Waiver is "the intentional relinquishment of a known right involving both knowledge of the existence of the right and the intention to relinquish it." Corrigan v. Al-Trim Corp., 700 N.E.2d 481, 484 (Ind.Ct.App.1998), trans. denied. Waiver is an affirmative act, and mere silence, acquiescence or inactivity does not constitute waiver unless there was a duty to speak or act. Rogier v. Am. Testing and Eng'g Corp., 734 N.E.2d 606, 620 (Ind.Ct.App.2000), trans. denied. The existence of facts necessary to constitute waiver is ordinarily a question of fact, while the question of what facts are necessary to constitute waiver is a matter of law. Jackson v. DeFabis, 558 N.E.2d 1212, 1217 (Ind.Ct.App.1990). Additionally, a remain-derman may maintain an action for waste, trespass, or injury to the inheritance notwithstanding an intervening estate for years. Ind.Code § 32-80-4-2.

We agree with Forty-One that the Assignment does not act as a waiver of all future claims. To be sure, it does no more than allow Forty-One to "enforce the maintenance provisions of the Lease including ... declaring a default under the Lease and commencing litigation against K-Mart to recover any damages suffered or sustained by Bluefield and Forty-One Associates as the result of the failure of K-Mart to perform its maintenance obligations under the Lease." Appellant's App. p. 226-27. However, the terms of the lease and the Agreement lead us to conclude that the risk of loss must fall on Forty-One.

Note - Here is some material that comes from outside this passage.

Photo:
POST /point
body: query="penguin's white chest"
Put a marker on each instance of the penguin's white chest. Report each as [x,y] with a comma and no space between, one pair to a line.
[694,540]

The K-Mart lease requires K-Mart to make repairs "where the failure to undertake such repairs or maintenance would materially impair the economic value or the usefulness of the Lease Property or any part thereof." Appellant's App. p. 163-64. The condition of the roof had reached the point where failure to make the repairs would materially impair the economic value of the property. Appellant's Br. p. 6. Section 19.1 of the lease stated that an event of default occurred if "Lessee shall fail to observe or perform any other term, covenant or condition of this Lease and such failure shall continue for a period of 30 days after notice thereof...." Appellant's App. p. 175. Discussion between Forty-One, Bluefield, and K-Mart regarding repair of the roof was ongoing from at least April 2000 through November 15, 2001. Appellant's App. p. 208-15. Thus, K-Mart failed to perform the maintenance and repair term of the lease for more than a period of thirty days. Therefore, K-Mart was in default of the lease, and Forty-One was the fee simple owner of the property by the express language of paragraph five of the Agreement, "In the event of any default under the K-Mart Lease ... the Estate for Years shall terminate immediately as of the fourth (4th) day prior to the expiration of the applicable cure period for such default under the K-Mart Lease...." Appellant's App. p. 194. Inasmuch as the owner of the property must assume the risk of all loss, Humphries, 789 N.E.2d at 1035, Forty-One no longer had any claim against Bluefield. Thus, we reach the same result as the trial court but for different reasons. The Assignment did not act as a release, but the lease in combination with paragraph five of the Agreement did.

CONCLUSION

We find that the trial court did not err in finding that Forty-One, as the fee simple owner of the property, bears the risk of loss as to payment of the mortgage. Additionally, we find that the Assignment did not release Bluefield from liability but that the Agreement and the K-Mart lease did.

The judgment of the trial court is affirmed.

FRIEDLANDER, J., and BAILEY, J., concur. 
      
      . We refer to Forty-One only as appellant-defendant here for the sake of clarity. As will be explained throughout our discussion, Forty-One also is a counter-claimant and third party plaintiff in this litigation.
     
      
      . Buster Bluefield Associates, LP. is the general partner of Bluefield Associates, LP., and Buster, Inc. is the general partner of Buster Bluefield, Associates, L.P. Bluefield Associates, L.P. is also a counter-defendant in this litigation, and the other two entities are also third-party defendants.
     
      
      . Oral argument was held in our courtroom in Indianapolis on May 10, 2003. We thank counsel for their able presentations, which assisted us in the determination of this case.